Echo Dev Blog

ECHO (Event Calendar Houston) development blog

Sunday, November 21, 2004

Wow, been a while since I've posted here. Sorry 'bout that (not that anyone is reading). I'm still thinking a lot about this idea, and have big plans. Those plans may swing into action soon.

In the mean time, here's a link to a discussion on the hostbaby forums about calendar scraping & RSS. Very useful, I will return to that when I get to that point.

Also, the other day as I was idly thinking about event calendars and the idea of recurrence, I was pondering the question of how you integrate recurring events into a calendar as it goes into the future. JazzHouston has one approach - the recurring events (aka "weekly" gigs) are never shown integrated with the single events. I think that's a shame - if you're looking for what to do tonight, it's unlikely you'll think to check both regular and weekly gigs (at least, it's unlikely for me). The other option, of course, being to integrate the recurring events with the regular ones. The problem? You get lots of events in 2005, 2006, 2007, etc., and they're all recurring, and probably most of them won't actually be going on then.

So for recurring events, how far into the future do you go? My revelation about this was that you can guage the probable reliability of an event based on its history. So if the event has been going for a month, well, it will probably go another month. If it's been going for 2 years, it'll probably go another 2 years. Or maybe the more appropriate equation is predicting half of the history - an event with 2 yrs of history gets 1 year prediction. (Of course, when you're creating recurring events, the ideal is to get the artist to say how long it'll go; but they often don't know.)

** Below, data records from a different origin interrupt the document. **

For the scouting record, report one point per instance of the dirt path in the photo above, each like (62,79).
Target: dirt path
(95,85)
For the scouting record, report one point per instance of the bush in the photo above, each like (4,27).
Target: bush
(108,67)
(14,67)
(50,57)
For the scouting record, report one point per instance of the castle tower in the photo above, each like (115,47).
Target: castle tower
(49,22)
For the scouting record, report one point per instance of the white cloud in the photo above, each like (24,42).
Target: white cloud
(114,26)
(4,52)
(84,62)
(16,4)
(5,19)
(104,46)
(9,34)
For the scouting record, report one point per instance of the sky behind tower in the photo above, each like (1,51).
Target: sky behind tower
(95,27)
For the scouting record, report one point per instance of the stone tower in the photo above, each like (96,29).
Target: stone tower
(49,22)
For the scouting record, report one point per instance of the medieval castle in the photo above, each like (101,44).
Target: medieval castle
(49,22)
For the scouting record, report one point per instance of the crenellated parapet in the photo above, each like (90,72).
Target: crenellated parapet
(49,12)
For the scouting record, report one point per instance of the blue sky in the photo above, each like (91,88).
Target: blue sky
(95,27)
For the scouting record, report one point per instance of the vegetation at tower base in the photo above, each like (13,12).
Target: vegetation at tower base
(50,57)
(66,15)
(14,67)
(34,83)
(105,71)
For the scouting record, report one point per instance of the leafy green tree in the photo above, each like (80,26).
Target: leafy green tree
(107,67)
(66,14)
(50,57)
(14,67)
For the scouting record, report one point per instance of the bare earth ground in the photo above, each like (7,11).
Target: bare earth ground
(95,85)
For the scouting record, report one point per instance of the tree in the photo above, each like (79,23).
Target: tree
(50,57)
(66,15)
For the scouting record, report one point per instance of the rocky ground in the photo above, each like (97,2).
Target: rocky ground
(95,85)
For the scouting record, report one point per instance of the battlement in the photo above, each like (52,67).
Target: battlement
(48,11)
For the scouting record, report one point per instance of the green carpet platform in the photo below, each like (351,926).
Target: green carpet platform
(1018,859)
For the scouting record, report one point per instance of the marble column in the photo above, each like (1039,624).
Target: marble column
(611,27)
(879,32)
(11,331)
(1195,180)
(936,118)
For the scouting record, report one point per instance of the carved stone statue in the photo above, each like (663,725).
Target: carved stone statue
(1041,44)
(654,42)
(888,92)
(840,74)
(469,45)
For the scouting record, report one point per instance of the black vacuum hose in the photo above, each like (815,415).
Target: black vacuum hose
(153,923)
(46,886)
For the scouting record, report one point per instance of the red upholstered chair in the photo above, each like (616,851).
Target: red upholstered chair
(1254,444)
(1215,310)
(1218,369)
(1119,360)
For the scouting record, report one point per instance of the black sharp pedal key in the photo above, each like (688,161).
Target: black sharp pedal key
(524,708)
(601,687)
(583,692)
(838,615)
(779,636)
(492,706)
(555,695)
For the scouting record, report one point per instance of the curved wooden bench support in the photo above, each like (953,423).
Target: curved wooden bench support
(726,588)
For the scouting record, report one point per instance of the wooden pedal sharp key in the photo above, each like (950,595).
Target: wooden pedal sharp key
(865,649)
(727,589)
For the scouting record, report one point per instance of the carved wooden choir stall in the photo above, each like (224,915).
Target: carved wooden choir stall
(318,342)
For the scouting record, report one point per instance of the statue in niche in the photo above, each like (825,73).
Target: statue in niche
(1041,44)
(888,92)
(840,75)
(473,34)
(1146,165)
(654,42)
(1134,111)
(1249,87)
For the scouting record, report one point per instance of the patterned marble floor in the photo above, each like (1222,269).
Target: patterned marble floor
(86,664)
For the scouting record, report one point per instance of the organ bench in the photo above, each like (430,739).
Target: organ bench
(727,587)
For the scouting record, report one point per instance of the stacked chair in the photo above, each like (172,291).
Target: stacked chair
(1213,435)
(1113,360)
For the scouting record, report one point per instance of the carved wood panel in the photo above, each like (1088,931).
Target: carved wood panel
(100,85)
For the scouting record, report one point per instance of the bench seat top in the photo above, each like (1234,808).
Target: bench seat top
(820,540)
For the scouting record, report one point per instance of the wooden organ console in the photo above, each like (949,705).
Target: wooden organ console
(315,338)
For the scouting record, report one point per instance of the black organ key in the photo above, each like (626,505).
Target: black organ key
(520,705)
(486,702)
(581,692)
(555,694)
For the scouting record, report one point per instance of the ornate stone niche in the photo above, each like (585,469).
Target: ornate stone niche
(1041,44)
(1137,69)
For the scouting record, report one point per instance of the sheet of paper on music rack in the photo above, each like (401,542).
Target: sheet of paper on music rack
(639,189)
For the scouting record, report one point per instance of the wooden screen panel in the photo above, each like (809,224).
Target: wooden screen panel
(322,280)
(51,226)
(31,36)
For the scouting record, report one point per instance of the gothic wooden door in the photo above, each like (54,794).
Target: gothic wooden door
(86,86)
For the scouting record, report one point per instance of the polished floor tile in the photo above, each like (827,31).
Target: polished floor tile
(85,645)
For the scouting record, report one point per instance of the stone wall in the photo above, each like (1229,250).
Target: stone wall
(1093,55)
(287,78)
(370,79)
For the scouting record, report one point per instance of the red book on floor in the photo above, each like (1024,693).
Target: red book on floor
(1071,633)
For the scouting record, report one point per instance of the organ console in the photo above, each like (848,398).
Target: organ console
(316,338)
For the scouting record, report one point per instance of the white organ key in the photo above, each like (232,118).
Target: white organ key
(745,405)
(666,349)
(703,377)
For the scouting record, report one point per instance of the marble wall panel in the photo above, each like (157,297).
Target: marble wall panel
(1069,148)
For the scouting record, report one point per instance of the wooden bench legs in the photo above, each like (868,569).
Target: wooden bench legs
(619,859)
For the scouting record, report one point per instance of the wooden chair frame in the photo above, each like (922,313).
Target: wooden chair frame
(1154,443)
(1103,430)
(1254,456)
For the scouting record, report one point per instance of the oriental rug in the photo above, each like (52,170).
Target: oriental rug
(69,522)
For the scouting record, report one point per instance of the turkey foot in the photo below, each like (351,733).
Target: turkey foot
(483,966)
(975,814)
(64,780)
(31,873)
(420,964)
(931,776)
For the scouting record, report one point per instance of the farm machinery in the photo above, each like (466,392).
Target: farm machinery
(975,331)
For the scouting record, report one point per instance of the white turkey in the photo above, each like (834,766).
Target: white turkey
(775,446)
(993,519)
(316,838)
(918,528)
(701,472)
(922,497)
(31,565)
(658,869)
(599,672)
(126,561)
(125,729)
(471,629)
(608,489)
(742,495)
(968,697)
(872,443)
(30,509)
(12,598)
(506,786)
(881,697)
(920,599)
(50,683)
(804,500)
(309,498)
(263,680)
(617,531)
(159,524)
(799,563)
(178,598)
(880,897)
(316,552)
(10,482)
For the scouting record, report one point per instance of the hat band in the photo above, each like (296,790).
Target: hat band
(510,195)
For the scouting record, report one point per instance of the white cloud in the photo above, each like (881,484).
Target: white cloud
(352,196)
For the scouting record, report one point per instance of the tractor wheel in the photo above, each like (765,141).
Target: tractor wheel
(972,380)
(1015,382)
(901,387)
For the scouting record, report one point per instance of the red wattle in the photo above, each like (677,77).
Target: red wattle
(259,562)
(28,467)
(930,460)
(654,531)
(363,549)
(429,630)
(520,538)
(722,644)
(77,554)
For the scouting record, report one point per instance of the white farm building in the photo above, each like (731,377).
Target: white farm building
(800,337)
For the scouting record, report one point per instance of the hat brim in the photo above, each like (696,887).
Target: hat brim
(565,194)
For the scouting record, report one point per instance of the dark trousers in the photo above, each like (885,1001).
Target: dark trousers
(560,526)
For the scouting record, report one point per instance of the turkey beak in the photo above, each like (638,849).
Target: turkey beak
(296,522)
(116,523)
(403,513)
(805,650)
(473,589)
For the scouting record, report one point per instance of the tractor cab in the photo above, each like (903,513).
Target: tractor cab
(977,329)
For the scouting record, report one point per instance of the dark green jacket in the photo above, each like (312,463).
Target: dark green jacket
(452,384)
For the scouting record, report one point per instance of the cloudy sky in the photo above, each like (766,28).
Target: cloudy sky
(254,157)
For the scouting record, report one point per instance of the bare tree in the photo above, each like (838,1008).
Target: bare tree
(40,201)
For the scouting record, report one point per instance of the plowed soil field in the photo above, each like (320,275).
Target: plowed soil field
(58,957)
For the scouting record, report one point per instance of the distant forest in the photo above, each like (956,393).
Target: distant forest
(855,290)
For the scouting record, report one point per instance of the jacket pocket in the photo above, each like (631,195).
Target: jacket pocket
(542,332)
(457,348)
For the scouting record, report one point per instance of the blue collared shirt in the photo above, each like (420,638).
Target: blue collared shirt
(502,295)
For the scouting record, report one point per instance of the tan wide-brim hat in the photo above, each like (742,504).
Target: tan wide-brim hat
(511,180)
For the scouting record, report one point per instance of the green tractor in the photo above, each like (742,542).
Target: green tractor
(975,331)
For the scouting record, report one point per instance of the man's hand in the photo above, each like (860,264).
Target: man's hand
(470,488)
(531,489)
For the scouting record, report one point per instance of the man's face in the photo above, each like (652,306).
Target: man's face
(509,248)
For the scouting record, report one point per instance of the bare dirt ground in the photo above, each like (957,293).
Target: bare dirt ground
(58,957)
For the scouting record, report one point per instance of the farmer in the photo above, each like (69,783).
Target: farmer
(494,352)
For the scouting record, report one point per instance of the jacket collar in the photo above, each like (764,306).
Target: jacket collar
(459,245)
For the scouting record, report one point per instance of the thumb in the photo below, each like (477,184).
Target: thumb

You also need a way for those recurring events to be canceled on particular dates, or have other "instance information" like special guests on a particular date, etc. So there needs to be some kind of division of labor, where the recurring event acts like a template that the specific events are generated for. And like Outlook recurring events, you probably need UI controls to ask whether someone intended to change the whole series or just the instance. Hmm.